LGK stretching in the morning. Image courtesy of Cornell Bird Cams and NZ DOC.

And since it is the weekend, I have a recommendation for you. Now, I don’t always suggest movies to people because each of us has our own likes and dislikes. The little girl down the street left me a note today in my mailbox. “There is a movie that you have to see and it will make me cry”. And then one of the FB members of the Crow, Raven, and Corvid group recommended the same flick. So, I decided to put everything aside and watch it. It is on Netflix and the movie is Penguin Bloom. The woman on the FB group said:

Penguin Bloom, is the story of a woman who has had a catastrophic injury and endures depression related to her inability to lead a “normal” life with her husband and three rambunctious young boys. One of the boys finds an injured magpie, brings it home to care for it, and well, saying more would give away much of the story. It’s a charming movie, well done, probably not an Oscar contender, but the magpie’s (named Penguin) interaction with the family makes it worth a watch”.

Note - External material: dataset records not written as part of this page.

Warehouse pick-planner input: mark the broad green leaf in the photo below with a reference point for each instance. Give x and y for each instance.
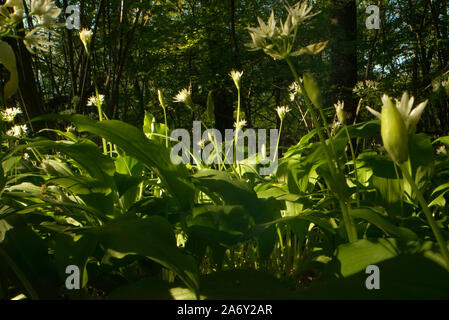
(355, 257)
(152, 237)
(375, 218)
(231, 191)
(135, 144)
(406, 277)
(81, 185)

The New York Times had a good review of Penguin Bloom. I hope that you can open this and read it.

You will need a box of tissue if you watch the movie.

I was very interested in this movie for two reasons. One is because WBSE 26, with its wonky leg, overcame so many obstacles to fly. So many people told me how inspirational she was to them. Several with physical challenges and who were not working as hard as they should said that if 26 could do it so could they! Secondly because, just the other day, one of Daisy Duck’s very good friends from Poland sent me a note to tell me that she had found and nursed an injured Raven back to health. It was in terrible shape with the feathers on top of its head all pulled out and, of course, it was starving. She took the Raven into her home and cared for it for five months til it was ready to be re-wilded. Little tears came down my cheeks. People can be incredibly kind and loving. My heart melted when I read her letter. I hope to bring you more about her story shortly.

Birds are magical if you let them into your heart.

Thank you so much for taking the time out of your day to join me. Stay safe. See you tomorrow!